Kurtulmuş, Türkiye’nin de içinde bulunduğu coğrafyada yaşanan Rusya-Ukrayna savaşı ile İsrail’in Gazze başta olmak üzere Filistin topraklarına yönelik saldırılarına da dikkat çekti. Rusya-Ukrayna savaşının, sadece iki ülke arasında olmadığını, Rusya ile topyekun Batı arasında bir savaş olma niteliği taşıdığını belirten Kurtulmuş, şöyle konuştu: “Eğer Rusya ve Ukrayna krizi çözüme kavuşturulamazsa, bunun bir küresel çatışmanın da fitilini ateşleyeceği aşikardır. Türkiye olarak başından itibaren Rusya-Ukrayna krizinde hem Ukrayna’nın toprak bütünlüğünü sonuna kadar savunduk hem de bir an evvel her iki tarafın kabul edebileceği adil ve kalıcı bir barışın temin edilmesi için üzerimize düşen sorumlulukları yerine getirdik, yerine getirmeye devam ediyoruz. Esir takasının gerçekleştirilmesi ve Karadeniz’de tahıl koridoruyla dünya gıda piyasalarında olağanüstü fiyat artışlarının önlenmesinde, Türkiye hayati bir rol oynamıştır. Bu çerçevede Rusya-Ukrayna savaşının en kısa sürede kalıcı ve adil bir barış yoluyla çözülmesi insanlığın hayrınadır.”
“Dünya siyaseti için yeni bir dönem başladı”
Kurtulmuş, İsrail’in Gazze’ye yönelik saldırılarının ise söylenildiği gibi 7 Ekim’de başlamadığını, 1948’den, 1967’den itibaren bu meselenin içten içe yandığı, büyütüldüğü bir sürecin yaşandığını söyledi. Filistinlilerin köylerinden, kentlerinden uzaklaştırılarak buralara işgalci Yahudilerin yerleştirildiğini, bir kısmının hayattan koparıldığını kaydeden Kurtulmuş, en son Gazze’de devam eden bu büyük insanlık suçunun maalesef insanlık tarihinin en ağır imtihanlarından birisi olduğunu söyledi. Kurtulmuş, “APA başta olmak üzere bütün uluslararası kuruluşların bu insanlık dramına sessiz kalmamasını temenni ediyoruz” dedi.
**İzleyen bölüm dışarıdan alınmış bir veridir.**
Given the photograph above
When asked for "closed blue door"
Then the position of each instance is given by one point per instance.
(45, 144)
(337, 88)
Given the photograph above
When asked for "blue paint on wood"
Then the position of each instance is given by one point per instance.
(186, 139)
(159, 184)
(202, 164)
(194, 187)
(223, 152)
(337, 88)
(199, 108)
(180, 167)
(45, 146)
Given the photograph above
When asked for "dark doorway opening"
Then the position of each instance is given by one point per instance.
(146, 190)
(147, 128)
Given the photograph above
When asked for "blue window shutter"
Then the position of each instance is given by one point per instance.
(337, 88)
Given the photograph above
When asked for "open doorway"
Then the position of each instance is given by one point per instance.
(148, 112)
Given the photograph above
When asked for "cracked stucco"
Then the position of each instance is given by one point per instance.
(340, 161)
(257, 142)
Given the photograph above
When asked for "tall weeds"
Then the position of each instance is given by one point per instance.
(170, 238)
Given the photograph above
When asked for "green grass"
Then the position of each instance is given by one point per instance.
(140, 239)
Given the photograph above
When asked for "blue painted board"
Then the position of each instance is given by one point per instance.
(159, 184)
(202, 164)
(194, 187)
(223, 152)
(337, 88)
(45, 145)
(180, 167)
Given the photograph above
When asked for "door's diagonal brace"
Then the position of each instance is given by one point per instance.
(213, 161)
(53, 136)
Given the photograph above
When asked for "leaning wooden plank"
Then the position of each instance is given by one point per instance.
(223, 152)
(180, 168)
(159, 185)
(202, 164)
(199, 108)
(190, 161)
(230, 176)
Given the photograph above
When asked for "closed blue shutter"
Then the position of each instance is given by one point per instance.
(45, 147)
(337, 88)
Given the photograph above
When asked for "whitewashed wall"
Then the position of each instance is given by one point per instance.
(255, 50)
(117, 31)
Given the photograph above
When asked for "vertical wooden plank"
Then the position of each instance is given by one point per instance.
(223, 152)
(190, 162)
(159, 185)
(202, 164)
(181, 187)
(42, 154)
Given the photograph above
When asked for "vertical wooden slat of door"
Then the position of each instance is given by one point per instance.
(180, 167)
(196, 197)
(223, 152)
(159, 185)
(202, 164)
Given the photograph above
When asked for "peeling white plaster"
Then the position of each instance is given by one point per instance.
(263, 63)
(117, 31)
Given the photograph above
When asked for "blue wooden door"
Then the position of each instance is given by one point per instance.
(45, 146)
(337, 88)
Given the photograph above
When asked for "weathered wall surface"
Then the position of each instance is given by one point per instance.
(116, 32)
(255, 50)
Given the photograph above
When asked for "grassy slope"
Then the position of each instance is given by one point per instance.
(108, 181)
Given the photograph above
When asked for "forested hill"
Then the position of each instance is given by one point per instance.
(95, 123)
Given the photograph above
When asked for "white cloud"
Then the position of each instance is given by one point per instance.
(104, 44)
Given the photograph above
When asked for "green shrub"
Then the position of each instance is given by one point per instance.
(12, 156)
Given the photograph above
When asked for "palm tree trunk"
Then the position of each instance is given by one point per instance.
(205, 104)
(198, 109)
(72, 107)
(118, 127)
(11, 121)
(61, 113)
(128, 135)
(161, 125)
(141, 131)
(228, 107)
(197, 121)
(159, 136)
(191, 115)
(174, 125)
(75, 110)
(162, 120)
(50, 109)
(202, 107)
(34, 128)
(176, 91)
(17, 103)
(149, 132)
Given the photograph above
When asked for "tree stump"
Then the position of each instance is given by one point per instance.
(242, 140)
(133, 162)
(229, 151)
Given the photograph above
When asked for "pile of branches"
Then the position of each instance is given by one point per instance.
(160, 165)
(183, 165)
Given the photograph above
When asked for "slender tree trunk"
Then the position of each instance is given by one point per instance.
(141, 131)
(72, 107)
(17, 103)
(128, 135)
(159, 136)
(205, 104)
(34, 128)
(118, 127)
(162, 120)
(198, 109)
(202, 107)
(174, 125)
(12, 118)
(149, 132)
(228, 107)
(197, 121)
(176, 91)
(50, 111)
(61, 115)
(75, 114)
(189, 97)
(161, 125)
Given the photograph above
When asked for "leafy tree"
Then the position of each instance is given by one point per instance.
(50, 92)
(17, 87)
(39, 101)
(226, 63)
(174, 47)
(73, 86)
Lahey’de Güney Afrika tarafından İsrail’e açılan davaya da işaret eden Kurtulmuş, şunları söyledi:
“Lahey Uluslararası Adalet Divanı’nda başlayan mahkeme safahatıyla yeni bir dönem başlamıştır. Aslında açık söyleyeyim. Dünya siyaseti için de yeni bir dönem başlamıştır. Bu dönemle birlikte dünyada hak, adalet, insaf ve vicdan arayışı içerisinde olan insanların artık yeni bir yol arayışı içerisinde olduğu aşikardır. Hükümetlerin bir kısmı, Gazze’de işlenen soykırıma varan büyük katliama sessiz kalsa da dünya halkları sessiz kalmamış; Washington’dan Londra’ya, Paris’ten Brüksel’e kadar birçok başkentte milyonlarca insan sokağa dökülmüştür. Artık insanlık, bu canavarın durdurulmasını, insanlık suçlarını bilerek, isteyerek işleyen bu mekanizmanın durdurulmasını talep etmektedir. Bunun için her türlü fırsatı ortaya koymak ve Gazze’de yaşanan bu büyük insanlık suçunu önlemek mecburiyetindeyiz.”
İsrail’in saldırıları
Birleşmiş Milletler’in mültecilere yardım kuruluşları başta olmak üzere birçok kuruluşun, Netanyahu çetesini destekleyen ülkeler ve güçler tarafından engellendiğini söyleyen Kurtulmuş, şu anda çok daha tehlikeli bir noktaya bu sürecin geldiğini belirtti. Kurtulmuş, şöyle dedi: “İsrail’in başbakanı şu anda Refah Kapısı’na sıkıştırılmış olan yaklaşık 1,5 milyona yakın Filistinlinin üzerine orada da bombalar atıyor ve dünyaya meydan okuyarak diyor ki, ‘Bunları oradan da silip atacağız.’ Böylece yeni bir insanlık suçunu işlemeye devam edeceğini, dünyanın gözünün içine baka baka ifade ediyor. Buna karşın insanlığın ortak vicdanı harekete geçmiştir ama sonuç almak için çok daha güçlü mücadele etmemiz lazımdır. Bu Uluslararası Adalet Divanı’ndaki ara kararla birlikte ortaya çıkan durum, yeni bir fırsattır. Ümit ederiz ki arkasından uluslararası savaş suçları mahkemesindeki yargılamanın başlaması ile insanlık bu ayıptan hiç olmazsa bir miktar kurtulabilecektir.”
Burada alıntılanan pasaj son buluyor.